Archive for the ‘2011’ Category

Hans L. Bodlaender, Algorithms on Tree Decompositions and Time Improvements

Thursday, September 15th, 2011
Algorithms on Tree Decompositions and Time Improvements
Hans L. Bodlaender
Institute of Information and Computing Sciences, Utrecht University, The Netherlands
2011/10/31 Mon 4PM-5PM
Many problems that are intractable on general graphs become linear time solvable on graphs of bounded treewidth. The constant factor however of such algorithms is exponential or worse in the treewidth of the tree decomposition that is used. In this talk, a number of known and some new results are surveyed. In particular, it is shown how speed improvements can be obtained using convolutions, and how a recent technique called “cut-and-count” can be used to obtain fast probabilistic algorithms for problems like Hamiltonian Circuit.

Jiang Zeng, Permutation Statistics on Signed Permutation Groups

Thursday, September 15th, 2011
Permutation Statistics on Signed Permutation Groups
Jiang Zeng
Institut Camille Jordan, Université Claude Bernard Lyon-I, France
2011/10/19 Wed 4PM-5PM (Room 3433)
We generalize two bijections due to Garsia and Gessel to compute the generating functions of the two vector statistics (desG, maj, ℓG, col) and (desG, idesG, maj, imaj, col, icol) over the wreath product of a symmetric group by a cyclic group. Here desG, ℓG, maj, col, idesG, imajG, and icol denote the number of descents, length, major index, color weight, inverse descents, inverse major index, and inverse color weight, respectively. Our main formulas generalize and unify several known identities due to Brenti, Carlitz, Chow-Gessel, Garsia-Gessel, and Reiner on various distributions of statistics over Coxeter groups of type A and B.

Edward D. Kim, On Diameters of Transportation and Network Flow Polytopes

Thursday, September 15th, 2011
On Diameters of Transportation and Network Flow Polytopes
Edward D. Kim
Department of Mathematics, POSTECH, Pohang
2011/10/14 Fri 4PM-5PM
Transportation and network polytopes are classical objects in operations research. In this talk, we focus on recent advances on the diameters of several classes of transportation polytopes, motivated by the efficiency of the simplex algorithm. In particular, we discuss results on 2-way transportation polytopes, including a recent result of Stougie and report on joint work with Bruhn-Fujimoto and Pilaud, concerning 2-way transportation polytopes with a certain support structure. We also present a bound on 3-way transportation polytopes in joint work with De Loera, Onn, and Santos. To conclude, we discuss avenues for future work on transportation polytopes and their diameters.

Michael Dobbins, Realizability of Antiprisms

Thursday, September 15th, 2011
Realizability of Antiprisms
Michael Dobbins
Department of Mathematical Sciences, KAIST
2011/10/7 Fri 4PM-5PM
If one draws the Hasse diagram for the face lattice of a polytope, this may appear to be the 1-skeleton of some other polytope. In 1971 Lindström asked whether the intervals of a polytope’s face lattice ordered by containment can be realized as the face lattice of another polytope. If so, this would be the polytope appearing the Hasse diagram. In this talk, I will give necessary and sufficient conditions for the intervals of a polytope’s face lattice to be realizable, and I will provide a counter example showing that not every polytope satisfies these conditions.

Mihyun Kang (강미현), Phase transitions in random graphs

Thursday, September 15th, 2011
Phase transitions in random graphs
Mihyun Kang (강미현)
Institut für Mathematik, Freie Universität Berlin, Germany
2011/09/30 Fri 4PM-5PM
The phase transition deals with sudden global changes and is observed in many fundamental problems from statistical physics, mathematics and theoretical computer science, for example, Potts models, graph colourings and random k-SAT. The phase transition in random graphs refers to a phenomenon that there is a critical edge density, to which adding a small amount a drastic change in the size of the largest component occurs.
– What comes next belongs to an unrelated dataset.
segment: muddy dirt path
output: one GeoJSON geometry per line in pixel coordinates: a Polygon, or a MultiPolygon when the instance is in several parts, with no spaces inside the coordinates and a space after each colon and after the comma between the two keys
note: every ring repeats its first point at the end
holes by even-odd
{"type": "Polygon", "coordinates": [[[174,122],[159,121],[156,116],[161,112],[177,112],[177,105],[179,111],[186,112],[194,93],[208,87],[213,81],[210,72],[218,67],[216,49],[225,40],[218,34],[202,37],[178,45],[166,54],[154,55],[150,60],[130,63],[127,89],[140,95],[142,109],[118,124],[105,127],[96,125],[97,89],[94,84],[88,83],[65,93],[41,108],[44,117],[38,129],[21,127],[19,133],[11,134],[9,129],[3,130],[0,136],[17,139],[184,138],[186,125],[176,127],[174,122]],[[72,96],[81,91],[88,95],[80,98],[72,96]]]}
In Erdös-Renyi random graph, which begins with an empty graph on n vertices and edges are added randomly one at a time to a graph, a phase transition takes place when the number of edges reaches n/2 and a giant component emerges. Since this seminal work of Erdös and Renyi, various random graph models have been introduced and studied. In this talk we discuss phase transitions in several random graph models, including Erdös-Renyi random graph, random graphs with a given degree sequence, random graph processes and random planar graphs.